Your online store holds data that you want to cache according to the cache policies you set on your features or on your queries. At inference time, you need exceptionally fast reads to serve data at low latency. However, it’s not important to keep every value of every historical feature value around for low-latency access. This access pattern aligns with the performance characteristics of Redis or DynamoDB, which Chalk uses to store your online data.
The offline store holds far more data than the online store. It keeps a record of all online runs and indexes all data brought in from your offline data sources. Chalk integrates with a number of different data warehouse systems for our large-scale offline storage depending on customer needs and deployment type, including BigQuery, Snowflake, and Redshift.

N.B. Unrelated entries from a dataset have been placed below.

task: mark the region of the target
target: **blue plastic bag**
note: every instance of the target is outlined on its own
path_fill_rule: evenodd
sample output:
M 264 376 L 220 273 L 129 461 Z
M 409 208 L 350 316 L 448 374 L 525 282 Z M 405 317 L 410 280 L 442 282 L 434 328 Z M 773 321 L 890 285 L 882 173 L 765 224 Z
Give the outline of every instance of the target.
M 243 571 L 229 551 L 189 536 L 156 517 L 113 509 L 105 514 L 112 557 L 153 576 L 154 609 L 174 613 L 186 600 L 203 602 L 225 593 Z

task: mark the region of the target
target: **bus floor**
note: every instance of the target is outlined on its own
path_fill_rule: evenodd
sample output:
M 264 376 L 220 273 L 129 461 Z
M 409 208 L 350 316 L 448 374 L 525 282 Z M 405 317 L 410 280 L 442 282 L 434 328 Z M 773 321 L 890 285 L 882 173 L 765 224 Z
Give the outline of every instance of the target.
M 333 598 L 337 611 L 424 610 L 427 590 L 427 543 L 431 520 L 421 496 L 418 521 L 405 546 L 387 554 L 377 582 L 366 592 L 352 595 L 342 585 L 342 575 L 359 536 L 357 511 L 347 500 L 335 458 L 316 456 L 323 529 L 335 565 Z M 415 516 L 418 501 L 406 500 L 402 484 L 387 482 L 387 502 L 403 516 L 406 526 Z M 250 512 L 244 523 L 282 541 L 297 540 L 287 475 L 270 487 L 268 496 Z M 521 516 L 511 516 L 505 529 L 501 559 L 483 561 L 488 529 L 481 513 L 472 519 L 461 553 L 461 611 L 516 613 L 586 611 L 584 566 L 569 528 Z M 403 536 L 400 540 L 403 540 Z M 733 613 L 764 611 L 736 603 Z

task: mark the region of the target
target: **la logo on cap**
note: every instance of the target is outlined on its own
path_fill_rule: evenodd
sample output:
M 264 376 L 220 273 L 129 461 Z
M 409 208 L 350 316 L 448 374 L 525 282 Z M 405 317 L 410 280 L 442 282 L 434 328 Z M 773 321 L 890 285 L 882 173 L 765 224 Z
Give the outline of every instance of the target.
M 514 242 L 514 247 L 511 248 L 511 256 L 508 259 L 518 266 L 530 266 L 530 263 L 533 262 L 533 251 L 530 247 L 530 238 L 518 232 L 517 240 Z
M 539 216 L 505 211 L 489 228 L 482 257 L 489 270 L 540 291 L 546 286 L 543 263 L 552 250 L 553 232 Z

In addition, offline queries write their output to a parquet file in cloud storage (S3/GCS), whereas online queries write their results to database.
writes to the offline store | writes to the online store |
---|---|
an online query writes all freshly computed features (those not read from the online store) | an online query writes all freshly computed features with max_staleness != 0 |
A triggered resolver run with store_offline=True (default behavior) | A triggered resolver run with store_online=True (default behavior) |
scheduled queries with recompute_features=True and store_offline=True (default behavior) | scheduled query with store_online=True (default behavior) |
Ingesting a dataset to the offline store: dataset.ingest(store_offline=True) | Ingesting a dataset to the online store: dataset.ingest(store_online=True) |
offline queries with ChalkClient.offline_query(store_offline=True) | offline queries with ChalkClient.offline_query(store_online=True) |
An @online or @offline scheduled resolver | An @online or @offline scheduled resolver that computes features with max_staleness!=0 and etl_offline_to_online=True |
A streaming resolver: @stream | A streaming resolver: @stream |
Every request you make to Chalk for data is done through a query, and every query you make is either an online or an offline query.
Online queries are used to receive information about a single entity. For example, you might be looking to compute the features of a credit model for a single user, or decide what products to suggest to a customer. Thus, online queries are designed to be as quick as possible— within milliseconds. You can use our API client to run queries.
Offline queries are used to sample historical data about many entities at specific points in time for model training or investigation. When you execute an offline query, Chalk will kick off a job that acquires the requested data for every primary key/timestamp combination presented. This could take a few seconds! Since offline queries often lookup data for thousands of rows, they are not designed to be used to make millisecond-level decisions. See our guide on offline queries for a more in-depth treatment.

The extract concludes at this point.